Step 2: Expiration Dating Compliance. SupplyKick explained Amazon’s expiration date rules in plain language. Coffee needs a best-by date at least 90 days out from the date it arrives at Amazon’s warehouse. The date has to be printed in a specific format, in a specific font size, in a specific location on the package.
Hrag’s team adjusted their labeling process. SupplyKick reviewed the packaging to make sure it would pass inspection.
Step 3: FBA Application and Logistics Setup. SupplyKick walked Hrag through the FBA seller application. Once approved, they set up the first shipment: how to create shipping labels, which fulfillment center to send to, how to pack the cases, what the freight cost would be.
FBA eligibility meant Prime shipping, which cut Hrag’s shipping costs, boosted organic rank, and made the product eligible for Subscribe & Save.

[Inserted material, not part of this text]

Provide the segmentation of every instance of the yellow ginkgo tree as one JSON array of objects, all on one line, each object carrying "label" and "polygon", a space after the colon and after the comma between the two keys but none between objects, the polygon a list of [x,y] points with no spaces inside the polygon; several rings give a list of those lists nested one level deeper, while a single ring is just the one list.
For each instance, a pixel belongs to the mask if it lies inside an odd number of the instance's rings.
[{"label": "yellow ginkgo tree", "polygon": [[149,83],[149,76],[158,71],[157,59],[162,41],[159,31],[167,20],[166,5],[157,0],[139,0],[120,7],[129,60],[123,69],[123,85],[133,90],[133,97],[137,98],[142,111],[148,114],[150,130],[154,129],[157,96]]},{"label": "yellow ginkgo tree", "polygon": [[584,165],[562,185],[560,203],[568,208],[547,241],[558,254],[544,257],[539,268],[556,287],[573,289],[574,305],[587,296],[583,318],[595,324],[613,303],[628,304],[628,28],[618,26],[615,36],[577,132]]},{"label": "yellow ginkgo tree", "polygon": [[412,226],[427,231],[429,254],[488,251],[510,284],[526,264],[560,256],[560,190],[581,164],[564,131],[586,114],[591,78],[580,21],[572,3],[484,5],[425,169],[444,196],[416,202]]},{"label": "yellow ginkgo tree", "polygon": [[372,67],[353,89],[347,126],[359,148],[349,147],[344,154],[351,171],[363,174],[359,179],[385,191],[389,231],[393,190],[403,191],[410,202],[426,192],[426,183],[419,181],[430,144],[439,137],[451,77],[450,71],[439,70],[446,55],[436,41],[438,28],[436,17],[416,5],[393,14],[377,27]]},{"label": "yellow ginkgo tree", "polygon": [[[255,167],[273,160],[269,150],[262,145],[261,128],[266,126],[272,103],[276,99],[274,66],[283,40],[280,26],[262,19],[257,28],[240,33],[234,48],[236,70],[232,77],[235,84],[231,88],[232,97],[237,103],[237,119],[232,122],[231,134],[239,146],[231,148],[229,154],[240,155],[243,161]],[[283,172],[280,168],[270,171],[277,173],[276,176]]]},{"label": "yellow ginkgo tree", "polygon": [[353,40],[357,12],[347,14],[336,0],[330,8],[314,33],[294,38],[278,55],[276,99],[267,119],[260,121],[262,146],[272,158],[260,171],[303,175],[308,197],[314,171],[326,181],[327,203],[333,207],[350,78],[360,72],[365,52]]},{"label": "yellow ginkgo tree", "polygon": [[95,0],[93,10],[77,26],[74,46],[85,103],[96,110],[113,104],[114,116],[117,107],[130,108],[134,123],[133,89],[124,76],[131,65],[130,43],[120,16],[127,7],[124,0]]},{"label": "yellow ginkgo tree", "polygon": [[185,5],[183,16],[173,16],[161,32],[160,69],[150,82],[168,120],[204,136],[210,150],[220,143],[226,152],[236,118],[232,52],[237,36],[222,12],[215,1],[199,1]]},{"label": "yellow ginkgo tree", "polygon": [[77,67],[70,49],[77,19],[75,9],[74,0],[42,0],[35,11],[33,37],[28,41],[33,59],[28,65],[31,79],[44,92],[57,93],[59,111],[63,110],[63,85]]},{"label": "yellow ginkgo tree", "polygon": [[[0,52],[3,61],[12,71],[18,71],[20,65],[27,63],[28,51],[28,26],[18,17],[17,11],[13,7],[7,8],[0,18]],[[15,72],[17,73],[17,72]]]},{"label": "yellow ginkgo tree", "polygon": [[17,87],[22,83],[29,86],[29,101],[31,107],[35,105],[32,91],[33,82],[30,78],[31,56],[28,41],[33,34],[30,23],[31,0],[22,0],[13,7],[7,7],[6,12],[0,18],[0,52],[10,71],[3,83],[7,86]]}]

Step 4: Variation Grouping. Henry’s House of Coffee had four coffee varieties: Bella Finca, Henry’s Blend, Ethiopian Harrar, and Armenian Coffee. SupplyKick recommended consolidating them into one product listing with four variations.
Why? Because when a customer lands on one variation, they see the other three options on the same page. Reviews accumulate on the parent listing, not split across four separate pages. Inventory management gets simpler. Advertising budget is concentrated on one ASIN instead of spread across four.
It’s a small structural change that makes a big difference.
Step 5: Storefront Design. SupplyKick built a branded Storefront that kept Henry’s House of Coffee’s family story front and center. The homepage featured the San Francisco shop, the three-generation roasting tradition, and the product lineup. The design matched their DTC site so the brand experience stayed consistent across channels.
Step 6: Sponsored Ads Launch. Once the listings were live, the Storefront was built, and inventory was in Amazon’s warehouse, SupplyKick launched Sponsored Products ads. The strategy: bid on high-intent coffee keywords, drive traffic to the variation listing, and let Prime eligibility and strong reviews do the rest.

What Changed Operationally
Hrag no longer spends time figuring out Amazon compliance. He doesn’t have to chase down Seller Support for answers that never come. He doesn’t have to learn how to design a Storefront or calculate FBA fees.
His weekly check-ins with his SupplyKick Account Manager are data-driven: what’s working, what’s not, what to test next. When he has a logistics question or wants to run an idea by someone who knows Amazon, he emails his team. He gets an answer the same day.
The agency partnership freed him up to run his business instead of learning a platform.
What’s Next: Scaling to 300 Bags Per Week
Henry’s House of Coffee currently sells around 300 bags of coffee per week on Amazon. That’s the next milestone. The coffee category is crowded. It takes constant attention to stay at the top of search results.
SupplyKick is focused on refining the ad strategy, testing new keywords, and improving the product listings to boost conversion. The variation setup is working. The Storefront is converting. Prime eligibility is driving organic rank.
The infrastructure is in place. Now it’s about execution.
When “Just Google It” Doesn’t Work
Most brands hit Amazon thinking they can figure it out. And if you’re selling something simple with no expiration date, no variation setup, and no Storefront requirements, maybe you can.
But if you’re selling consumables, or launching a multi-SKU product line, or trying to build a brand presence on Amazon (not just list products and hope), the learning curve is steep. Seller Support won’t help. The documentation is scattered. The platform changes constantly.
An agency partnership isn’t about handing over your Amazon account and hoping for the best. It’s about working with people who have done this hundreds of times, who know what Amazon actually requires (not what the help docs say), and who can solve the operational problems that keep you from launching.
For Henry’s House of Coffee, that meant going from “I can’t figure this out” to “we’re live, we’re selling, and I have time to focus on the business.”